Jun 11, 2009

Great Movies from the Warner Bros. Archives

I finally had a chance to look at all the movies available from the Warner Archives collection and I’ve found that I’m almost as excited about the movies I’ve seen before (but on disintegrating library VHS tapes) as I am those I haven’t seen. Here are some titles that I am particularly excited to see available on DVD:

Of the few movies that Margaret Sullavan made, many were very good and at least one, The Shop Around the Corner (1940), is a classic. Still, for some reason, Sullavan seems to have been forgotten by all but highly devoted classic movie lovers. That’s why I am pleased to see two of her best movies, Three Comrades and The Shopworn Angel (both 1938), in the archive collection. The first is a charming tearjerker about a trio of soldiers who all love the same woman the second is. . .a charming tearjerker about a soldier in love with a brassy showgirl. Despite the similarities in set-up, the movies are actually very different and Sullavan demonstrates great versatility in these two roles.

On Borrowed Time (1939) is a delightfully corny supernatural drama about an old man who literally fights off death while he tries to find a proper guardian for his orphaned grandson. With Lionel Barrymore full of piss and vinegar and Bobs Watson demonstrating why he was the go-to child actor when waterworks were required.

Christopher Strong (1933) The most sensual and moody Katharine Hepburn performance you will ever see.
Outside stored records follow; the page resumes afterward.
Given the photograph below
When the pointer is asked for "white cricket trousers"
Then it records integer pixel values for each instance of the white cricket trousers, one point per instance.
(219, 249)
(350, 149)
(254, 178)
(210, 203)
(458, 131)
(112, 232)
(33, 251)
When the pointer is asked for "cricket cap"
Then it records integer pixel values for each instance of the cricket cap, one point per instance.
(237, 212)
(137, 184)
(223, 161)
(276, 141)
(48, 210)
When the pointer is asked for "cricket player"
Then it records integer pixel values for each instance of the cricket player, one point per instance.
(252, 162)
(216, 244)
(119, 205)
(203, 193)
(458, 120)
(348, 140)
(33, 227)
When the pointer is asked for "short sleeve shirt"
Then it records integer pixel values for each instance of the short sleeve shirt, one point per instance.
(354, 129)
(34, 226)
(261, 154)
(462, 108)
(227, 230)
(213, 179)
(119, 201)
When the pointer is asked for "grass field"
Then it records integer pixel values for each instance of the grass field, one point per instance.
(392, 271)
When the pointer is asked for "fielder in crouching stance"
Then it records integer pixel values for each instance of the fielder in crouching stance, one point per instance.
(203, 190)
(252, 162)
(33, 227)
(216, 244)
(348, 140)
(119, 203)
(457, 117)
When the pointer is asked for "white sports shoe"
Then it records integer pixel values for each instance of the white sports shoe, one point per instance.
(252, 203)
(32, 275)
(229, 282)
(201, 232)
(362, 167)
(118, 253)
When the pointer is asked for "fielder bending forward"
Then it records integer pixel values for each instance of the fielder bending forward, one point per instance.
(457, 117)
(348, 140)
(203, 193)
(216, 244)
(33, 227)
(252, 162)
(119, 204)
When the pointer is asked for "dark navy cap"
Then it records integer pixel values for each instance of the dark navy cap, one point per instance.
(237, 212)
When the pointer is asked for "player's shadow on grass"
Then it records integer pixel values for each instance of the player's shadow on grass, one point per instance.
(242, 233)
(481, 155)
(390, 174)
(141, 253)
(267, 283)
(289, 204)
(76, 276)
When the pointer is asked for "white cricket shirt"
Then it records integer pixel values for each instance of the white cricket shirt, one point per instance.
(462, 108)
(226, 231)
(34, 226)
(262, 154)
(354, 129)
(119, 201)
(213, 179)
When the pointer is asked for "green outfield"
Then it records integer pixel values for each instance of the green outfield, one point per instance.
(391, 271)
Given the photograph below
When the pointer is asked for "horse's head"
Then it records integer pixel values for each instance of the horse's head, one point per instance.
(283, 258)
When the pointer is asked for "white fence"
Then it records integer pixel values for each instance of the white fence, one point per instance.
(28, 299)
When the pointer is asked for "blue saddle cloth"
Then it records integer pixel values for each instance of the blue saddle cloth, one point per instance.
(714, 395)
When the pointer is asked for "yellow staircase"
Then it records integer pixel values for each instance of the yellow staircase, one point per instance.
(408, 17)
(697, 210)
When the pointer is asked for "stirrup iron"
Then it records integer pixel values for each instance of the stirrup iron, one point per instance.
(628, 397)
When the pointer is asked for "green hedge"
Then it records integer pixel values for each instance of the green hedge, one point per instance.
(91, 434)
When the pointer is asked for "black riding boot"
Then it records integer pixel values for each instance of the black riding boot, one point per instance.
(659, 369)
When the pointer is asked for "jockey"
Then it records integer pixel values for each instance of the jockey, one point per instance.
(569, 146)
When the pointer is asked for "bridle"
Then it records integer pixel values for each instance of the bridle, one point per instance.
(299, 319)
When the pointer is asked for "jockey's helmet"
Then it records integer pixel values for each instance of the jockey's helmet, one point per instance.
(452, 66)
Artfully shot by Dorothy Arzner, one of the most prolific female directors in classic Hollywood. And it’s a real heartbreaker to boot.

The Big House (1930) This efficiently-paced pre-code drama about prison life has a satisfyingly hard-edged simplicity. The gritty prison riot scene is both tense and thrilling.

Too Hot to Handle (1938) Myrna Loy and Clark Gable are great sparring partners in this fast-paced screwball comedy about competing newsreel photographers.

Possessed (1931) Joan Crawford and Clark Gable had such intense chemistry as a screen couple (their real life love affair surely helped) that it is surprising that they are not lauded as one of the great romantic partnerships. They were at their most intimate in this sexy pre-code romance about a small town girl who becomes the mistress of a wealthy New York lawyer.

Private Lives (1931) This is a sharp adaptation of the Nöel Coward play about a divorced couple who can quit each other, no matter how badly they get along. If you couldn’t stand Norma Shearer in The Women (1939), try watching her in this before you write her off.